Scientific American’s reasons for favoring Harris don’t even hold up. The magazine supports her, for instance, because it wants to keep Medicaid going. But a 2008 study in Oregon showed that people with Medicaid were not necessarily healthier. The study did show some changes in health-care utilization and some small benefits in diabetes detection, help with depression, and small improvements in a few other areas; but for the most part, the general health of the respondents after two years didn’t change. This was an actual study, ignored by the people who conduct such studies, because it didn’t comport with the incentives brought on by their politics.

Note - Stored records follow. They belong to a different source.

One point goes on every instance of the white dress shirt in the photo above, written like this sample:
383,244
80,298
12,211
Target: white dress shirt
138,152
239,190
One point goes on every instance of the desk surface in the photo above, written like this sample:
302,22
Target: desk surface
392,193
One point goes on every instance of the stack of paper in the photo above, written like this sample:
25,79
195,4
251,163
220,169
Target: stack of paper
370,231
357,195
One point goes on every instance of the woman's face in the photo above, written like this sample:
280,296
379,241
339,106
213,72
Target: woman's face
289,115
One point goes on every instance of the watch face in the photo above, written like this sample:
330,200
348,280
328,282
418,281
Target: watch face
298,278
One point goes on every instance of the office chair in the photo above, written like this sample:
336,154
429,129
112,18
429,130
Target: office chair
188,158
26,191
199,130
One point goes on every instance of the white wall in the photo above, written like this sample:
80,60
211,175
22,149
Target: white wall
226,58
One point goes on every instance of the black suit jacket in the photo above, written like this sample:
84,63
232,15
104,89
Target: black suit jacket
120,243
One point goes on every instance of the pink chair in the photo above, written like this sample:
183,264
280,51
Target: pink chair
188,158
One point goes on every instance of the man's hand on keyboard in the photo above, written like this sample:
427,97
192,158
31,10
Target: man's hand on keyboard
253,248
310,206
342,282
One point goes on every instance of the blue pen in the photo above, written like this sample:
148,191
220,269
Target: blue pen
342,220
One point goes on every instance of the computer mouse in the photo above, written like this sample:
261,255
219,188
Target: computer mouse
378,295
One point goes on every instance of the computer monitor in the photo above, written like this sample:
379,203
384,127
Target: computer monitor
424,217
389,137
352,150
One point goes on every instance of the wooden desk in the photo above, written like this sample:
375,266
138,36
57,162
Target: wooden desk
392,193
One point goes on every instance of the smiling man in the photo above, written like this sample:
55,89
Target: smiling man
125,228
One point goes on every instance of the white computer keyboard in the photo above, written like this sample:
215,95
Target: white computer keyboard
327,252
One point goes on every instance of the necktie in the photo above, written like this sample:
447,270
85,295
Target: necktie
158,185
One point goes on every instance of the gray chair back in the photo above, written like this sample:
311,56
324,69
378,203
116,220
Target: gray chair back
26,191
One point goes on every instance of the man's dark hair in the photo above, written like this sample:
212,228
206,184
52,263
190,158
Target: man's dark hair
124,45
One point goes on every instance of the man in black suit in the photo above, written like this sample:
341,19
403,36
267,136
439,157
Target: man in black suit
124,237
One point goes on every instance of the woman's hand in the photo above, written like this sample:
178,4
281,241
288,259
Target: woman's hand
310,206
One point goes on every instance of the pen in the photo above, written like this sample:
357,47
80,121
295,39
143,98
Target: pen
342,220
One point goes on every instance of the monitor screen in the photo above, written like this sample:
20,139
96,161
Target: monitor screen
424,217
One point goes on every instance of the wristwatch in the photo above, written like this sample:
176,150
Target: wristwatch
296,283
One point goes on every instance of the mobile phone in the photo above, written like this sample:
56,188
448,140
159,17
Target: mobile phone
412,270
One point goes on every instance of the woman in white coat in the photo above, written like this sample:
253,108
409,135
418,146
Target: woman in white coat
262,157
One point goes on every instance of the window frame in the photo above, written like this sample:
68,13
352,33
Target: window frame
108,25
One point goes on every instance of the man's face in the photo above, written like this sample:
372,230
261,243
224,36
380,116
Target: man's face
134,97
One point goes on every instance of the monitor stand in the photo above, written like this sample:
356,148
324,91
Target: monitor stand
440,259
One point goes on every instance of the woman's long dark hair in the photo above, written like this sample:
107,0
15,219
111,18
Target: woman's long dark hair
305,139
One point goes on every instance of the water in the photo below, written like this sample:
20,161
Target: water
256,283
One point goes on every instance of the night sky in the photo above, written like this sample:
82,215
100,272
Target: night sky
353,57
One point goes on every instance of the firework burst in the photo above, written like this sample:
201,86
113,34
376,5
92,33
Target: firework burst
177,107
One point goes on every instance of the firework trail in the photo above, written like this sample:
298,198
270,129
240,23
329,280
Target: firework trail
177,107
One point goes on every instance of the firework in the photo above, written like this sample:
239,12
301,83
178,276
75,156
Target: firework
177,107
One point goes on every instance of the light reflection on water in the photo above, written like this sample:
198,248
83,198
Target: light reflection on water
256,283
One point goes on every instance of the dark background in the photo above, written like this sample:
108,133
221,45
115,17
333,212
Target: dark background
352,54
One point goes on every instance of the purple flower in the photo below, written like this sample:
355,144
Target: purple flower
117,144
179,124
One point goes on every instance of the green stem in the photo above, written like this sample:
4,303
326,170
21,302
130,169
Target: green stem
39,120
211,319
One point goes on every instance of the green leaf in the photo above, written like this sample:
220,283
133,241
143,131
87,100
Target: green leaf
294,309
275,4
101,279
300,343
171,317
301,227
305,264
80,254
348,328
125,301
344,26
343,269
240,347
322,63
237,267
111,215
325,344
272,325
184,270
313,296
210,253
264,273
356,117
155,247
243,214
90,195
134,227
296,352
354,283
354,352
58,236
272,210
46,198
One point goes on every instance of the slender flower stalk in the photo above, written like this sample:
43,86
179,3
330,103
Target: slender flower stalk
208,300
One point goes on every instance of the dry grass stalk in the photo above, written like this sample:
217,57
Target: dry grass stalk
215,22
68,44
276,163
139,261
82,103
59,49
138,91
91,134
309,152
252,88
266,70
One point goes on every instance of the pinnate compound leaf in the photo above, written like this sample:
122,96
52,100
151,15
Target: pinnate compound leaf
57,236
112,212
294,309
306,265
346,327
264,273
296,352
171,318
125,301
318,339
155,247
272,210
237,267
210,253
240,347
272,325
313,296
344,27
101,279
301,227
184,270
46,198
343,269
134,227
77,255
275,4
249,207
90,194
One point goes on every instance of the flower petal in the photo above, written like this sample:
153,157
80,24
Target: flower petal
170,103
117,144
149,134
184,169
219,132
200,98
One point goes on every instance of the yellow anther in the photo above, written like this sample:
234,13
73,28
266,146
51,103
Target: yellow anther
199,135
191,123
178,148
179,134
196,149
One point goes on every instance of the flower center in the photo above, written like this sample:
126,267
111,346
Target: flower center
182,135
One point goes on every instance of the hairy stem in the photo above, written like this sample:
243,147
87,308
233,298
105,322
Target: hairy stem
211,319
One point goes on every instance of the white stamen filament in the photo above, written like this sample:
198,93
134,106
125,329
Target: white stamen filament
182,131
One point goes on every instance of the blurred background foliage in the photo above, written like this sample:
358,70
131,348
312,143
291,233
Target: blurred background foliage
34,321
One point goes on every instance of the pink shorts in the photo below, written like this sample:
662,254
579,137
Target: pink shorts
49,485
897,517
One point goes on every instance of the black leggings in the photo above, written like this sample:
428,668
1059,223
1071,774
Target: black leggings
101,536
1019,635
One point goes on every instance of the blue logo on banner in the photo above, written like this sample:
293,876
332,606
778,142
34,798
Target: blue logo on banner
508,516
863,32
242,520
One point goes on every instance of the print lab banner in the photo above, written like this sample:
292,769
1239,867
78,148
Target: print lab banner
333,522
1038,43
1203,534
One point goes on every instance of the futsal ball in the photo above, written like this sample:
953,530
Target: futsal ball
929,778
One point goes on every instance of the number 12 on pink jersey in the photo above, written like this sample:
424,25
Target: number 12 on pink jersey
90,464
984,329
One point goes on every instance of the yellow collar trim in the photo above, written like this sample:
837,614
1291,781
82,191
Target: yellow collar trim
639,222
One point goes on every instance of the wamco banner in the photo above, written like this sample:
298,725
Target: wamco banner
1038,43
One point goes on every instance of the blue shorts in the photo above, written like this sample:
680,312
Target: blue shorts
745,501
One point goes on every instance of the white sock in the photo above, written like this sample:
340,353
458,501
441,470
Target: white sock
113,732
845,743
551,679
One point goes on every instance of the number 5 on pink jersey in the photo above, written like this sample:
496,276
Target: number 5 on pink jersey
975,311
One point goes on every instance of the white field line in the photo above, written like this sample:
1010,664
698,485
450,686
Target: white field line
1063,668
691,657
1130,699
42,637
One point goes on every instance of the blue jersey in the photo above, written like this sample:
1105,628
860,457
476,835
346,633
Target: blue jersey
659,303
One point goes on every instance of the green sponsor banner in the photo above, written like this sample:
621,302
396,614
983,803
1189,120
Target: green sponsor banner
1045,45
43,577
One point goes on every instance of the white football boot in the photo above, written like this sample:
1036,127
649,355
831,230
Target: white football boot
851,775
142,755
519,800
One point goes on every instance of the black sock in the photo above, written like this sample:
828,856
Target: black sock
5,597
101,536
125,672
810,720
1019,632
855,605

For now, progressives will continue to hold their vague marches in favor of “science,” listening to television scientists like Bill Nye (who is evidently taken seriously because his name rhymes with “science guy”) who suggest punishments for parents who have too many children. (One March for Science was emceed by Crazy Ex-Girlfriend director and star Rachel Bloom, who once visited Nye’s show to perform a song titled “My Sex Junk” that encourages “butt stuff.” Historians believe this ditty was first performed by Galileo in 1589, but records are unclear.)

One thing we do know, however, is that when science is politicized, it will immediately turn half of America’s population against it. Sure, Donald Trump’s inane ramblings about injecting disinfectant to treat Covid or suggesting unproven drugs as cures fed into vaccine skepticism, but so did misinformation on the left about the need to keep schools closed, keep toddlers in masks, and keep six feet away from people in the park.

There is no monopoly on “science,” only real researchers doing the best they can with the information they have. And if we can no longer trust those people, scientific advancement and medical progress will cease.